Observations at the grocery store
I don't claim to be the world's best parent, in fact I am far from it. We have been dealing with hitting for the past few weeks, yesterday it was kicking. We deal with the hitting with the time-out. I just cannot reason with telling a child to not hit and to spank for hitting. It does not mix to me. BUT, I will spank. Yesterday I did, I still feel like shit for it but it was deserved. Yesterday when I got home from work, I was on the couch with Syd and Daddy. Syd started to kick me three times, we both told her to stop it was not nice. She did it again, and I told her I was going to pop her and I did, on the leg I slapped her leg, her world crumbled and she had tears spring to her eyes immediately. She cried and Daddy told her to tell Mommy she was sorry, the response "no!" She did tell me sorry and we hugged and made up. I feel like shit, I know it was the right way to handle that situation and it is over, but I still hate that I had to do it. Last Saturday she was pinching, I pinched back, she cried, we have yet to pinch again. But the damn hitting thing, I gotta find another way to tell this 17 month old to not hit without hitting her back. My next research project on the net!
ANYWAY! My point, today at Kroger, I am shopping and there is a couple with their child who is younger than Syd, probably about 13 months old. She is looking at the poptarts on the lower shelves and her Father is there watching her, and each time she touches the items on the shelves he slaps her hand. He grabs her hand and slaps it. I saw it happen 5 times. I wanted to cry. Why oh why can't he put her in the buggy seat and give her something to hold and occupy her time with. Why not re-direct her to something else. Why is she allowed to walk the isle if she cannot touch. Everyone else is touching. It was heartbreaking. Over and over, slap. I probably should have said something but I was gutless and just walked on. I came home and told Scott and just still feel like crap for not doing something. The little girl never cried but it still makes me feel bad.
Some people should not be allowed to have children.
4 Comments:
This is such a sticky subject--the guy in Kroger was totally over the edge--he was punishing a kid for being curious--that so doesn't make sense at all to me. Like you said--redirect. The thing that worries me most about it is I've always thought of spanking as kind of a last resort--the big guns, so to speak, something to be saved for rare occasions (like when you're being repeatedly kicked and nothing else has gotten her attention, for example). If you bring out the smacking for what is normal childhood behavior (especially in one so young as the Kroger Kid), what do you have left for TRULY drastic situations? The kid eventually becomes desensitized to it, it's useless and where do you go next? And, also, if he's willing to repeatedly smack even her hand in the middle of the grocery store what the hell is he doing (or going to eventually do) when no one's looking?
As for Syd's hitting issue: I have no advice but I would like to tell you that I have seen tons and tons of kids that age go through that phase and almost none of them ended up on the Most Wanted List. I hope it's a comfort to know you aren't there alone. :)
I agree there MM. Last resort definately and for some kids spankings are not needed.
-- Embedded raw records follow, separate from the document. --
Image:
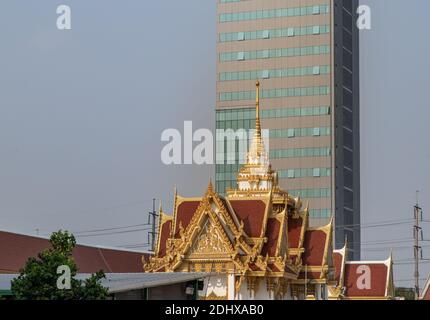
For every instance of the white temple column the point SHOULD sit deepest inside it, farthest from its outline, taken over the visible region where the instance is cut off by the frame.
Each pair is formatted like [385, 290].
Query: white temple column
[231, 293]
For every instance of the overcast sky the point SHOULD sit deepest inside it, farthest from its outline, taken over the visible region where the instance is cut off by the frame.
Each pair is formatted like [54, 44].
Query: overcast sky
[82, 111]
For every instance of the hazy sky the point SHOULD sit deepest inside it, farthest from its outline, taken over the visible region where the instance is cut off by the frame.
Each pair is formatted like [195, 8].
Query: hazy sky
[82, 111]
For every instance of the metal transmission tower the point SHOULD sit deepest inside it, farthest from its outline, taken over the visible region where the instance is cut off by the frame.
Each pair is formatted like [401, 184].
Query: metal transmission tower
[152, 220]
[418, 252]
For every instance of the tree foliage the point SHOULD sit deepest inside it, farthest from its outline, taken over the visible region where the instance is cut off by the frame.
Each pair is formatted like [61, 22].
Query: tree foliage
[38, 280]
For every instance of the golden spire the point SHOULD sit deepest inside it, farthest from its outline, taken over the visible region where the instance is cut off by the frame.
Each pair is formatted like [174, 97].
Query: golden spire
[257, 109]
[257, 147]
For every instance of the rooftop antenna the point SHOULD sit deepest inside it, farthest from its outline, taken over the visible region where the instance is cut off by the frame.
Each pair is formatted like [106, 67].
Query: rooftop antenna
[418, 252]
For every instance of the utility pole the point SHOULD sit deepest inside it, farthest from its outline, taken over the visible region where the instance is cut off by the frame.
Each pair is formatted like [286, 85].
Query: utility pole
[152, 220]
[418, 232]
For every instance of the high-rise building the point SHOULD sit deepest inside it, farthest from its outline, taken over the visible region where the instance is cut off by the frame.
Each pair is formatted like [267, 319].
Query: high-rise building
[305, 53]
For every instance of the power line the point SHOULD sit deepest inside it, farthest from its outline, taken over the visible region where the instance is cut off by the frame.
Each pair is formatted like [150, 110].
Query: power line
[112, 233]
[110, 229]
[377, 224]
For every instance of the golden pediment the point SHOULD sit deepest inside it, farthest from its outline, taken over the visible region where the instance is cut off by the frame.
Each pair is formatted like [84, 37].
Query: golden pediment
[209, 242]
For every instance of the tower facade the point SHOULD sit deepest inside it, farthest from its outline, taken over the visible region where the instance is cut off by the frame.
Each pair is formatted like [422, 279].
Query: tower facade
[305, 54]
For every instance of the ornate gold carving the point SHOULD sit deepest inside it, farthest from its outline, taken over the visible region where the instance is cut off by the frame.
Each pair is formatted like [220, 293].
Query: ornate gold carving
[209, 241]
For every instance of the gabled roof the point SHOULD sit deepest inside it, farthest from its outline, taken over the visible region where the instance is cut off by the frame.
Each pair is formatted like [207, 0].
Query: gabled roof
[252, 213]
[273, 234]
[16, 249]
[184, 211]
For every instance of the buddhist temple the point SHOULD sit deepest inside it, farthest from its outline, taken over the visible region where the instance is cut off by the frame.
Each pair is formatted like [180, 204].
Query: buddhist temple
[256, 242]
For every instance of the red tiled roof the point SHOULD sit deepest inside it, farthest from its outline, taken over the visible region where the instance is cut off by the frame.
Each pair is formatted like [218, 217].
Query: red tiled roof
[251, 212]
[272, 235]
[164, 236]
[294, 231]
[310, 275]
[185, 213]
[15, 249]
[355, 275]
[314, 244]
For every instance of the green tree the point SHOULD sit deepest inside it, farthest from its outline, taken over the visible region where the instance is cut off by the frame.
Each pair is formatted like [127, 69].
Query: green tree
[38, 280]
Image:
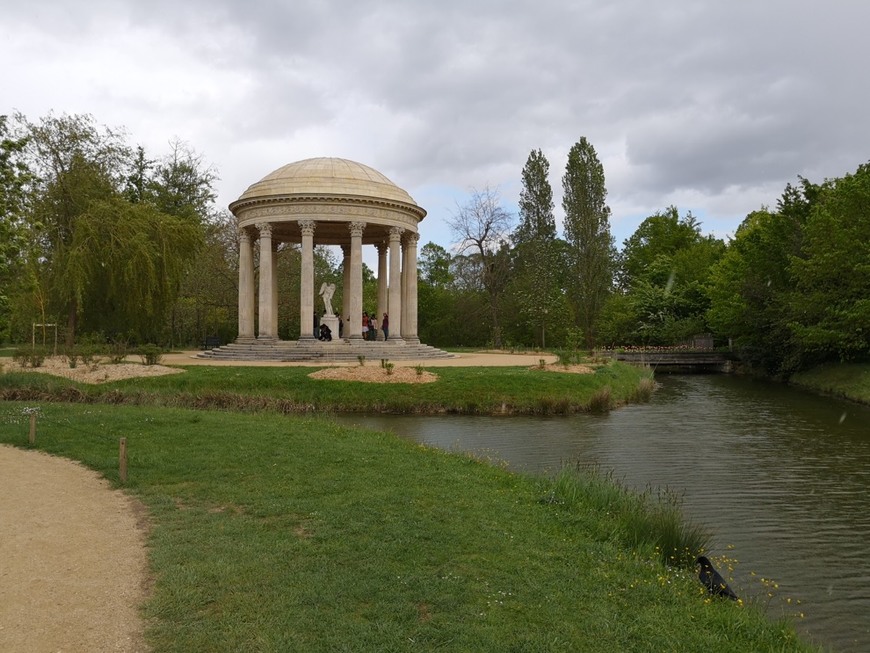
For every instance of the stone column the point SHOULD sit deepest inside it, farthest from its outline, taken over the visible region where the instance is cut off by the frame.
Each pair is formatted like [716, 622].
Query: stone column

Hopefully we will be one of them but I bet we will be passing a few out here and there as we grow.
It helps! Thanks, I know I am not the last one that will deal with the hitting. Today has been a perfect day with her, such a joy and so loving. The good and the bad right!
I wonder if the hitting is from being around other kids? Little Man doesn't hit at all yet (that will change in a couple of weeks I am sure). But we go to story time for 30 a week, if we are lucky I try to get him to it twice. But I wonder if he'll pick that up once he is around children his age more and more?
We are going through this with our two year old right now. We are forcing "time out" with her. It worked so well with my other two kids, but this one is just too...what's the word? (nevermind, calling her a little shit won't do anyone any good--so scratch that!)
anyway, my point is this: if you are prepared to stand your ground (even holding her in time out if necessary AND staying in control), then that's the way to go. Tiny and I battle each day, but each day gets a little better because she'll cave before I do. I know it sounds harsh, but it has saved me from spanking--because I too did that with her once, shocked us both. I know how you feel. Trust me.